I was wondering if somebody could tell me the definition of homotopy pullback. More precisely, is there a description of the homotopy pullback in the category of (graded-commutative) DG algebras over a commutative ring $R$? What properties does this homotopy pullback satisfy?

I was wondering if somebody could tell me the definition of homotopy pullback.

Suppose $\def\C{{\cal C}}\C$ is a relative category, i.e., a category equipped with a subcategory, morphisms in which are known as weak equivalences. For example, take the category of dg algebras with quasi-isomorphisms.

We can take the Dwyer–Kan hammock localization $H(\C)$ of $\C$, which is a simplicial category, i.e., a category enriched in simplicial sets. We have a canonical functor $\C→H(\C)$ (of ordinary, nonenriched categories), which allows us to convert diagrams in $\C$ into diagrams in $H(\C)$. This functor is given by the identity map on objects.

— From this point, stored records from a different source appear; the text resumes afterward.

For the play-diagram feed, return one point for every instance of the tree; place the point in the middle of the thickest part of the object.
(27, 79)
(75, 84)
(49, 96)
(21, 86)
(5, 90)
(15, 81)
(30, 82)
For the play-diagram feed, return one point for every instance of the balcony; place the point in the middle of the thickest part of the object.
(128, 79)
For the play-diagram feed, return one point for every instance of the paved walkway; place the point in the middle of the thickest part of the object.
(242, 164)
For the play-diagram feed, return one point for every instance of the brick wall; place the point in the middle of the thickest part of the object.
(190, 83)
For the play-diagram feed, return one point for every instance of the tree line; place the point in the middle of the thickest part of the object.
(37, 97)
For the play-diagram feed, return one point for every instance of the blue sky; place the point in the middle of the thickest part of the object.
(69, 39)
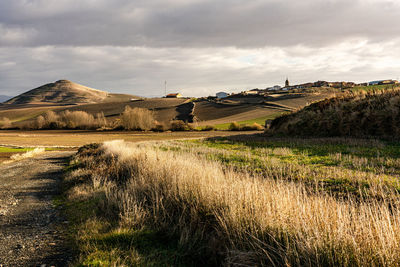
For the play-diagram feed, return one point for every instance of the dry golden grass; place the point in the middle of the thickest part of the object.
(357, 114)
(239, 218)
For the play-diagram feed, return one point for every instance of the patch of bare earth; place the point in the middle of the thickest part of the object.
(32, 230)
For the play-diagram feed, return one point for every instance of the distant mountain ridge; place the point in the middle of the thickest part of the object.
(4, 98)
(60, 92)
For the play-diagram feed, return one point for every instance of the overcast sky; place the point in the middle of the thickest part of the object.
(198, 46)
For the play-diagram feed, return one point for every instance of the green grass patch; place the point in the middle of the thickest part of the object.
(374, 87)
(260, 120)
(14, 149)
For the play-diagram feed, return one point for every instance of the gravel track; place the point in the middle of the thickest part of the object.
(32, 230)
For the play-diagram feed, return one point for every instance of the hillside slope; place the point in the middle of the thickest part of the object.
(352, 114)
(62, 91)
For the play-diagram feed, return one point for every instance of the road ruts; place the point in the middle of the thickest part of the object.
(32, 230)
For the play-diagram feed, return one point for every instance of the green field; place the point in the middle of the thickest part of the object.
(373, 87)
(261, 121)
(13, 149)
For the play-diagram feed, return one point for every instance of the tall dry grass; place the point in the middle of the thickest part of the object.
(240, 219)
(360, 113)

The *homotopy pullback* of a diagram $A→B←C$ in $H(\C)$ is a pair of maps
$D→A$, $D→C$ that make the square with vertices $A$, $B$, $C$, $D$ commutative
and such that for any object $E$ of the category $\C$
the induced map $$\def\Hom{\mathop{\rm Hom}} \Hom(E,D)→\Hom(E,A)⨯^h_{\Hom(E,B)}\Hom(E,C)$$
is a weak equivalence of simplicial sets.
Here $\Hom$ denotes the simplicially enriched hom functor
and $⨯^h$ denotes the homotopy pullback of a span of simplicial sets,
which can be computed using an ad hoc construction:
to compute $P⨯_Q R$,
first make $Q$ into a Kan complex by composing the maps $P→Q$ and $R→Q$ with the fibrant replacement $Q→{\rm Ex}^∞ Q$, then compute (assuming $Q$ is a Kan complex now)
$$P⨯^h_Q R = P ⨯_Q Q^{Δ^1} ⨯_Q R.$$

More precisely, is there a description of the homotopy pullback in the category of (graded-commutative) DG algebras over a commutative ring R?

In the projective model structure on dg algebras over a commutative ring $R$, all objects are fibrant.

Thus, the relevant theory of model categories implies that the homotopy pullback of a diagram $S→T←U$ of dg algebras can be computed in two different ways: either factor one of the maps (say, $S→T$) as an acyclic cofibration $S→S'$ followed by a fibration $S'→T$, then take the ordinary pullback $S' ⨯_T U$.

Alternatively, one can simply take $S ⨯^h_T U = S ⨯_T T^I ⨯_T U$, where $T^I$ denotes the powering of $T$ over a (chain) interval $I$, i.e., the simplicial chain complex of $Δ^1$, given by $R⊕R$ in degree 0 and $R$ in degree 1.

What properties does this homotopy pullback satisfy?

It satisfies the universal property given above, which is completely analogous to the usual universal property of pullbacks.